Peladona nos jogos da copa (CMNF)

O silêncio da rua era quase ensurdecedor. Era dia de Copa, o Brasil inteiro estava trancado em casa, hipnotizado pelas telas, e a cidade, que normalmente fervilhava, parecia ter sido abandonada. Mas para mim, aquele silêncio não era paz; era um convite erótico.

Eu senti a brisa fresca da tarde tocar cada centímetro da minha pele, desde os bicos das minhas tetas, já durinhos e enrugados, até a curva interna das minhas coxas. Eu estava completamente pelada. A única coisa que me separava do asfalto eram minhas meias, meus tênis e meus óculos de grau, que me davam aquele ar de "mulher séria" enquanto meu corpo gritava "putinha exibicionista".

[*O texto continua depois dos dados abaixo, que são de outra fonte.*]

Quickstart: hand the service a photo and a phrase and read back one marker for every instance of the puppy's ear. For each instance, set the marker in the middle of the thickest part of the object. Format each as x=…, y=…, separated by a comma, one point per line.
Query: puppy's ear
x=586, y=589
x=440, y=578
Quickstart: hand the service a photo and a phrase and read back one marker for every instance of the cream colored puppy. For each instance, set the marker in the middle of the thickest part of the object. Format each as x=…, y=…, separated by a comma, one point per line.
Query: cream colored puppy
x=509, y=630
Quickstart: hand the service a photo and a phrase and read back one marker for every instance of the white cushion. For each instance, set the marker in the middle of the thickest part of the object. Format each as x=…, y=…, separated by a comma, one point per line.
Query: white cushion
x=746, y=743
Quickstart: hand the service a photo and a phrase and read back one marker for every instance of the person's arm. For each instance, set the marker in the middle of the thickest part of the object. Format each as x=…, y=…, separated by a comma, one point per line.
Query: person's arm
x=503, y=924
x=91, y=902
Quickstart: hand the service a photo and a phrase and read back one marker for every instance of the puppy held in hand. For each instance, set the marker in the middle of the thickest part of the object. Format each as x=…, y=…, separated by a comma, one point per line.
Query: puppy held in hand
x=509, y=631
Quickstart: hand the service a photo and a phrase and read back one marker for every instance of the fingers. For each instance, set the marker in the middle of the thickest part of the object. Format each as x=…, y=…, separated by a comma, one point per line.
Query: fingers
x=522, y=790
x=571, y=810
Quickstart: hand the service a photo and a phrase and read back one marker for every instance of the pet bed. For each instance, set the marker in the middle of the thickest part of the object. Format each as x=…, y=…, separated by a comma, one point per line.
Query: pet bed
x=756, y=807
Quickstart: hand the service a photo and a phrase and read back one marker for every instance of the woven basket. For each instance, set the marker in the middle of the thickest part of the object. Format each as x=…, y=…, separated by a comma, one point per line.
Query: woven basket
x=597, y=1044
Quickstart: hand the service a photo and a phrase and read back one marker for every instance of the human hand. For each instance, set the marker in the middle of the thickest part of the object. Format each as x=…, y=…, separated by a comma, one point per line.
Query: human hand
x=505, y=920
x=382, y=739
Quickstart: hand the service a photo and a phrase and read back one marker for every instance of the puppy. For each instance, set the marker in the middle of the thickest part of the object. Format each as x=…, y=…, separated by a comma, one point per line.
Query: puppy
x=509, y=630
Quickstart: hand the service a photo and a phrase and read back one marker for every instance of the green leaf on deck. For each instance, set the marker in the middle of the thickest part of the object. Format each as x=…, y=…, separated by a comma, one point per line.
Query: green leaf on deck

E ao meu lado, o contraste cruel e excitante: meu marido. Ele estava inteiramente vestido, protegido por camadas de jeans, a camiseta da seleção apertada no corpo, cueca, meias e tênis. Ele era a imagem da normalidade; eu era a imagem da transgressão.

Seguramos as mãos. O toque da palma dele na minha era o meu único vínculo com a realidade. Enquanto caminhávamos, eu sentia minhas tetas balançarem livres, o ar entrando sem dó na minha buceta, e a consciência absurda de que, se alguém abrisse uma janela ou saísse para comprar um cigarro, me veria exatamente assim: peladona, exposta, desprotegida, com os bicos duros e buceta molhada.

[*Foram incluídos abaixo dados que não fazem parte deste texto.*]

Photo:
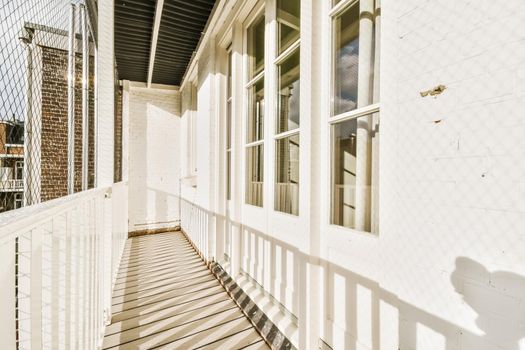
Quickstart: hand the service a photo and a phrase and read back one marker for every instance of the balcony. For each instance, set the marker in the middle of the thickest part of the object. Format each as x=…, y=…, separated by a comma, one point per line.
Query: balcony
x=262, y=174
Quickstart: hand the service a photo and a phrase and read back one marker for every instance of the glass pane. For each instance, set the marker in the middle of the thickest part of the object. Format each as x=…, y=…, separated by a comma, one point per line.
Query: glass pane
x=256, y=47
x=255, y=175
x=344, y=173
x=288, y=94
x=287, y=175
x=346, y=55
x=256, y=112
x=355, y=173
x=288, y=19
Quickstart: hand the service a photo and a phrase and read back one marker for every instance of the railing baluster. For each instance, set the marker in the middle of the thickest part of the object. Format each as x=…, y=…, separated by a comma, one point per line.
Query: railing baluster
x=7, y=292
x=36, y=289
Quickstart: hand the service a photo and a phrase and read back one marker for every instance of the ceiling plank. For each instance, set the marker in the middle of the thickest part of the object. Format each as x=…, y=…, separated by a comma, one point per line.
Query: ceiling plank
x=154, y=38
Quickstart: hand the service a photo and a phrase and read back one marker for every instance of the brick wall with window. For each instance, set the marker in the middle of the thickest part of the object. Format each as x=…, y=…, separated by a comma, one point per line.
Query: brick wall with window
x=55, y=124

Eu olhava para ele, vestido e seguro, e isso me dava um tesão absurdo. Eu me sentia como a mulher mais safada do mundo, a tarada que ele ousava levar para passear no meio da rua. A cada passo, a sensação de vergonha deliciosa crescia. Eu não era apenas uma mulher caminhando; eu era uma peladona excitada, em um lugar público, em plena luz do dia.

"Olha para mim", eu sussurrei, parando no meio da calçada deserta.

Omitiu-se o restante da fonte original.